Con todo el respeto, a otro con esa panacea. Nadie te puede garantizar nada. La cotización sigue ciclos alcistas y bajistas, y si necesitas líquido en un momento dado y necesitas vender puedes perder poder adquisitivo, y mucho. Si el abuelo de 70 años compra en el año 1980 y su hijo necesita/quiere vender en el 1999, han hecho el negocio del siglo vamos.

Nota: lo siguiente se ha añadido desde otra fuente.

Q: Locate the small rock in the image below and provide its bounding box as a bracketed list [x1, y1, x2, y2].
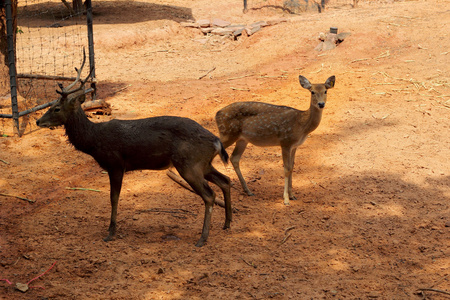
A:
[314, 42, 323, 52]
[233, 27, 244, 36]
[322, 41, 336, 51]
[336, 32, 351, 42]
[245, 26, 261, 35]
[180, 22, 199, 28]
[211, 27, 233, 35]
[200, 27, 214, 34]
[250, 21, 267, 27]
[267, 18, 287, 26]
[197, 19, 211, 28]
[194, 38, 208, 45]
[16, 282, 28, 293]
[212, 19, 231, 27]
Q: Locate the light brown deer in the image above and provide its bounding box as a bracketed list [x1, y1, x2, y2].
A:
[216, 76, 335, 205]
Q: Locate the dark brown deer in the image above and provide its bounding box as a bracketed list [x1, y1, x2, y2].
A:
[36, 52, 232, 247]
[216, 76, 335, 205]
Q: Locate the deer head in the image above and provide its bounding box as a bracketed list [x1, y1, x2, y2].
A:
[36, 49, 92, 129]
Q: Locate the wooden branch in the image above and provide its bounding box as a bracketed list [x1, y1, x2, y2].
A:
[66, 187, 101, 192]
[81, 99, 109, 110]
[198, 67, 216, 79]
[419, 288, 450, 295]
[17, 73, 93, 82]
[0, 193, 36, 203]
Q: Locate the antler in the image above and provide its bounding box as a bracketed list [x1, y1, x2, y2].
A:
[56, 48, 93, 95]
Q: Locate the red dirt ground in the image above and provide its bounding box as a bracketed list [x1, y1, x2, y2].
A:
[0, 0, 450, 299]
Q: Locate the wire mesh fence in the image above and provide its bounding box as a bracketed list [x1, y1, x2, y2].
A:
[243, 0, 395, 14]
[0, 0, 93, 135]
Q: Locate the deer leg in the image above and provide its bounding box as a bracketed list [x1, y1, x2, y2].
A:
[205, 166, 232, 229]
[230, 140, 254, 196]
[177, 166, 216, 247]
[288, 148, 297, 200]
[103, 170, 124, 242]
[281, 148, 295, 205]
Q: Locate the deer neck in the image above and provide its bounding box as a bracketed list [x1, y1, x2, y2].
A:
[64, 106, 96, 154]
[305, 104, 323, 133]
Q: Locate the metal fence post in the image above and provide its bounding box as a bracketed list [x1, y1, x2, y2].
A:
[85, 0, 97, 100]
[5, 0, 21, 136]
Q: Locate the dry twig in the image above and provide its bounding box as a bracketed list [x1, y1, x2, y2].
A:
[198, 67, 216, 79]
[0, 193, 36, 203]
[66, 187, 101, 192]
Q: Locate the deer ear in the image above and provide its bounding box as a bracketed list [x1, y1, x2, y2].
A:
[77, 90, 86, 104]
[325, 75, 336, 89]
[298, 75, 311, 90]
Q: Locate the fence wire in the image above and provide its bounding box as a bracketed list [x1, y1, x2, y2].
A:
[0, 0, 93, 135]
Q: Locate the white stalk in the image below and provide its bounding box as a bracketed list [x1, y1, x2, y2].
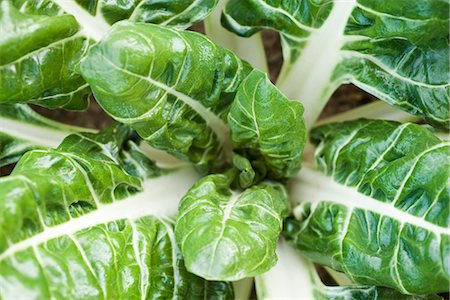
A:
[232, 278, 254, 300]
[277, 0, 356, 128]
[0, 114, 94, 148]
[0, 167, 199, 261]
[289, 164, 450, 236]
[325, 267, 355, 286]
[315, 101, 421, 126]
[205, 0, 268, 72]
[255, 240, 314, 300]
[53, 0, 110, 42]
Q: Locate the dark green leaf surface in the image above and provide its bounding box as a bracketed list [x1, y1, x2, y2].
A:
[0, 0, 217, 110]
[223, 0, 450, 128]
[0, 125, 232, 299]
[286, 120, 450, 294]
[0, 1, 89, 110]
[81, 22, 251, 169]
[81, 21, 305, 175]
[175, 175, 290, 280]
[0, 104, 87, 167]
[255, 239, 442, 300]
[228, 70, 306, 179]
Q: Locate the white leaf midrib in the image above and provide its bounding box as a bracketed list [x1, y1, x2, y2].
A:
[0, 167, 199, 261]
[277, 0, 357, 126]
[103, 56, 229, 145]
[290, 166, 450, 236]
[52, 0, 111, 41]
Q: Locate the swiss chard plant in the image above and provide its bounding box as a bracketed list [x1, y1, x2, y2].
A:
[0, 0, 450, 299]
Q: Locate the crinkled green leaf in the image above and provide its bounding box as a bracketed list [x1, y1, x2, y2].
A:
[0, 1, 89, 110]
[81, 22, 251, 169]
[175, 175, 290, 280]
[0, 104, 88, 167]
[286, 120, 450, 294]
[0, 0, 217, 110]
[228, 70, 306, 179]
[0, 125, 232, 299]
[81, 22, 305, 175]
[255, 239, 442, 300]
[223, 0, 450, 128]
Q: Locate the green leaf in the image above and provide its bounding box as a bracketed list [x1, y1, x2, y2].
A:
[228, 70, 306, 179]
[81, 21, 305, 175]
[0, 0, 217, 110]
[222, 0, 450, 128]
[81, 22, 251, 169]
[0, 1, 89, 110]
[0, 104, 89, 167]
[286, 120, 450, 294]
[175, 175, 290, 280]
[0, 125, 232, 299]
[255, 239, 442, 300]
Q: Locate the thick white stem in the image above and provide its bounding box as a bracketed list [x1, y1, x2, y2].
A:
[277, 0, 356, 128]
[53, 0, 110, 42]
[325, 267, 355, 286]
[0, 113, 94, 148]
[0, 167, 199, 261]
[289, 164, 449, 236]
[233, 278, 254, 300]
[255, 240, 314, 300]
[205, 0, 268, 72]
[315, 101, 420, 126]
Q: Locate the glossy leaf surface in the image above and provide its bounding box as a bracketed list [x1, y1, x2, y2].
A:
[255, 239, 442, 300]
[228, 70, 306, 179]
[175, 175, 290, 280]
[223, 0, 450, 128]
[0, 125, 232, 299]
[286, 120, 450, 294]
[0, 104, 88, 167]
[0, 0, 217, 110]
[81, 21, 305, 179]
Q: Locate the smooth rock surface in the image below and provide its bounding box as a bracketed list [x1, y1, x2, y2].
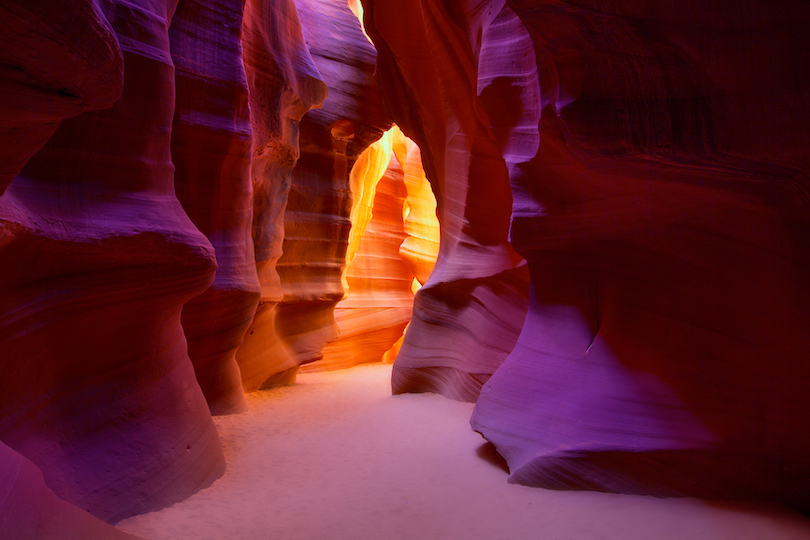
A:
[364, 0, 810, 509]
[0, 1, 224, 523]
[169, 0, 260, 414]
[119, 364, 810, 540]
[365, 2, 531, 401]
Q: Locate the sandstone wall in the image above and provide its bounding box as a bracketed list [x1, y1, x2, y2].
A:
[365, 0, 810, 508]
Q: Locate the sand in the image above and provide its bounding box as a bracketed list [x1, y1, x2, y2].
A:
[118, 364, 810, 540]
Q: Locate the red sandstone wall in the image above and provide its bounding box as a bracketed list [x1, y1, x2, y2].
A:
[237, 0, 390, 389]
[365, 0, 810, 508]
[0, 1, 224, 522]
[169, 0, 260, 414]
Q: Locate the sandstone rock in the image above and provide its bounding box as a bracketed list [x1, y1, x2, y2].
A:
[0, 0, 124, 195]
[365, 2, 528, 401]
[237, 0, 390, 389]
[365, 0, 810, 509]
[0, 443, 140, 540]
[236, 0, 326, 392]
[0, 1, 224, 522]
[169, 0, 259, 414]
[301, 135, 414, 372]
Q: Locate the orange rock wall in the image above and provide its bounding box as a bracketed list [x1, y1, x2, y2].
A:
[0, 1, 224, 522]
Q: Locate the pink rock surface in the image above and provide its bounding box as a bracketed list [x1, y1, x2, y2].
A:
[301, 149, 414, 372]
[365, 0, 810, 509]
[0, 1, 224, 522]
[0, 0, 123, 195]
[237, 0, 390, 389]
[0, 443, 140, 540]
[169, 0, 259, 414]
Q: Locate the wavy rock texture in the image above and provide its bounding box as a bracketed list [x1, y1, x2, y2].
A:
[169, 0, 260, 414]
[365, 2, 528, 401]
[0, 443, 140, 540]
[0, 0, 124, 195]
[240, 0, 390, 385]
[236, 0, 326, 392]
[301, 131, 414, 372]
[0, 2, 224, 522]
[366, 0, 810, 509]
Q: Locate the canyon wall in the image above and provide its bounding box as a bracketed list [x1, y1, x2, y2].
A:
[365, 0, 810, 509]
[237, 0, 390, 390]
[0, 1, 224, 522]
[0, 0, 810, 538]
[364, 2, 531, 401]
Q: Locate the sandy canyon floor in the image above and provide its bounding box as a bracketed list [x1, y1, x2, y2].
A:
[119, 364, 810, 540]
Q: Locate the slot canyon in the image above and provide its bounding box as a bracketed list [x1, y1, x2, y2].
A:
[0, 0, 810, 540]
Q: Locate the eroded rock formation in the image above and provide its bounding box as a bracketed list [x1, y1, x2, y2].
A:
[365, 0, 810, 509]
[238, 0, 390, 389]
[236, 0, 327, 392]
[365, 2, 528, 401]
[301, 127, 438, 371]
[169, 0, 259, 414]
[0, 1, 224, 522]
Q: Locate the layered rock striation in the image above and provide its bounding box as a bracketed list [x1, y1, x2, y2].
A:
[238, 0, 390, 389]
[365, 2, 531, 401]
[169, 0, 260, 414]
[0, 1, 224, 526]
[365, 0, 810, 509]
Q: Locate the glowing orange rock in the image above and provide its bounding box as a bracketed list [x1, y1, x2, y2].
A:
[302, 140, 413, 371]
[364, 2, 528, 401]
[237, 0, 390, 389]
[236, 0, 326, 392]
[393, 126, 440, 285]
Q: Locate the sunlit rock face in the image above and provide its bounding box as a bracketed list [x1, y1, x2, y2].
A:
[236, 0, 327, 392]
[0, 1, 224, 522]
[0, 0, 123, 195]
[169, 0, 259, 414]
[0, 442, 144, 540]
[365, 0, 810, 509]
[366, 2, 531, 401]
[239, 0, 390, 386]
[301, 130, 414, 372]
[392, 126, 440, 286]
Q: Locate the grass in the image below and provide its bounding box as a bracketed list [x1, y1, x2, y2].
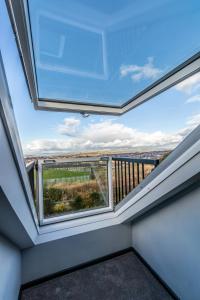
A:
[43, 168, 90, 179]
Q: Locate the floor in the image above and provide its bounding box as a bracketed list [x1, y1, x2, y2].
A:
[21, 251, 173, 300]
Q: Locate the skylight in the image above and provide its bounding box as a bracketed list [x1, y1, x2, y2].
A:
[6, 0, 200, 114]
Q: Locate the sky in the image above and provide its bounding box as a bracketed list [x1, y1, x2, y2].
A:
[0, 0, 200, 155]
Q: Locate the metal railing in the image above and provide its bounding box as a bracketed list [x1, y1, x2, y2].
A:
[26, 161, 36, 199]
[26, 157, 159, 224]
[112, 157, 159, 205]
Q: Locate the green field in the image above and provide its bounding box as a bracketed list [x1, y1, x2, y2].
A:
[43, 168, 90, 179]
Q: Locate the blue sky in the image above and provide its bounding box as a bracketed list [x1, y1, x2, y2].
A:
[0, 0, 200, 154]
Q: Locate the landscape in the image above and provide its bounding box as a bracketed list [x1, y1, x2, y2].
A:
[26, 151, 170, 218]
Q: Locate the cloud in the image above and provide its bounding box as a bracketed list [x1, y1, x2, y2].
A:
[120, 57, 162, 81]
[57, 117, 80, 136]
[175, 73, 200, 95]
[186, 95, 200, 103]
[24, 114, 200, 154]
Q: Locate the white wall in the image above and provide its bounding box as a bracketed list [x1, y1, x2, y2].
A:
[0, 235, 21, 300]
[22, 224, 131, 283]
[132, 186, 200, 300]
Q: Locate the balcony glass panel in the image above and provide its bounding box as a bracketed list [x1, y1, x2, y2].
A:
[28, 0, 200, 106]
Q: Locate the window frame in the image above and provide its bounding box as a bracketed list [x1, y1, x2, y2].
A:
[6, 0, 200, 115]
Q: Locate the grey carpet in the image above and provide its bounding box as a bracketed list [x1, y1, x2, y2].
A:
[22, 252, 173, 300]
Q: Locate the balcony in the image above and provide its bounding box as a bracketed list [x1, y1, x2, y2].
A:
[26, 157, 159, 225]
[0, 0, 200, 300]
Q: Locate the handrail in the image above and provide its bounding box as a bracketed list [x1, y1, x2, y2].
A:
[112, 156, 159, 165]
[112, 157, 159, 205]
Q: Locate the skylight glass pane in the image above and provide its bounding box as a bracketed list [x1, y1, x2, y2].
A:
[28, 0, 200, 106]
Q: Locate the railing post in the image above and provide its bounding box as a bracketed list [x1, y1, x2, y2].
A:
[108, 157, 113, 209]
[37, 161, 44, 225]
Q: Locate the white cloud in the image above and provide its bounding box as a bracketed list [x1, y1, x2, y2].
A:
[120, 57, 162, 81]
[186, 95, 200, 103]
[24, 114, 200, 154]
[175, 73, 200, 95]
[57, 117, 80, 136]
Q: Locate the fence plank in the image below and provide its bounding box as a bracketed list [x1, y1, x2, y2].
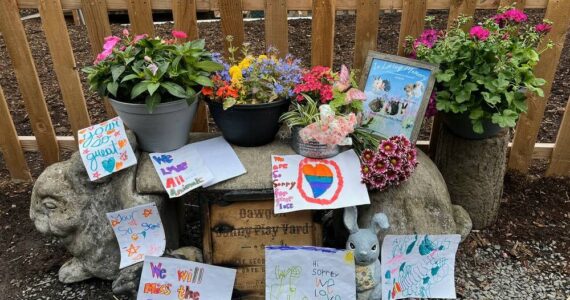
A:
[127, 0, 154, 36]
[398, 0, 427, 56]
[39, 0, 91, 136]
[352, 0, 380, 69]
[311, 0, 336, 67]
[18, 0, 548, 11]
[0, 86, 32, 181]
[172, 0, 198, 40]
[509, 0, 570, 173]
[219, 0, 245, 55]
[265, 0, 289, 57]
[0, 0, 59, 164]
[546, 98, 570, 176]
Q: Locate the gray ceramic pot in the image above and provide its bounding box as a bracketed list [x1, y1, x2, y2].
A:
[109, 98, 199, 152]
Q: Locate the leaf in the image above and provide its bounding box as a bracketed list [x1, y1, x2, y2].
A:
[131, 80, 150, 99]
[194, 60, 224, 72]
[160, 82, 187, 98]
[111, 65, 125, 81]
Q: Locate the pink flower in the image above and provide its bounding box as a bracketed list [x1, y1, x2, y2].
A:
[534, 23, 552, 33]
[172, 30, 188, 39]
[469, 26, 489, 41]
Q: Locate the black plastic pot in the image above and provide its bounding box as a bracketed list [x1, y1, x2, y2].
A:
[206, 99, 290, 147]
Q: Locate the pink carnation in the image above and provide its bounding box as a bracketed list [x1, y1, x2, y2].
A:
[469, 26, 489, 41]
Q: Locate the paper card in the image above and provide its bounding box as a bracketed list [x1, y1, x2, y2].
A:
[137, 256, 236, 300]
[184, 136, 246, 187]
[271, 150, 370, 214]
[381, 234, 461, 300]
[265, 246, 356, 300]
[77, 117, 137, 181]
[107, 203, 166, 269]
[149, 145, 214, 198]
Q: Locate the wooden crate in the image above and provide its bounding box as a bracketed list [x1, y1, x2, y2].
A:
[202, 194, 322, 299]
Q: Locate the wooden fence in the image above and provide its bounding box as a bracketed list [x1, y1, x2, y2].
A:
[0, 0, 570, 180]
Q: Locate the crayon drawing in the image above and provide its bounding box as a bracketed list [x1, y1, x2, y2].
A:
[381, 235, 460, 300]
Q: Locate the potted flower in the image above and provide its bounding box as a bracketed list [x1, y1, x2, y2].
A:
[83, 29, 222, 152]
[407, 8, 551, 139]
[202, 37, 302, 147]
[281, 65, 366, 158]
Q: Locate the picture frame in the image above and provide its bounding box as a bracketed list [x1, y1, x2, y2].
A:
[359, 51, 439, 143]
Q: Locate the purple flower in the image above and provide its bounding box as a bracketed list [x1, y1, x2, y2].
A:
[469, 26, 489, 41]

Si guardas los billetazos en una bolsa pierdes seguro. Ahora hay que calcular la magnitud de la perdida en uno y otro caso.


----------



## Elputodirector (17 Ene 2011)

Sobreviviendo.


----------



## USUREROS (16 Sep 2011)

Cómo pagar menos por la herencia.



Consejos para recortar el Impuesto de Sucesiones y Donaciones en las Comunidades Autónomas donde hay que pagar más por él (Andalucía, Aragón, Asturias, Cataluña, Extremadura y Galicia). ¿Qué hacer para recortar los impuestos que gravan la herencia?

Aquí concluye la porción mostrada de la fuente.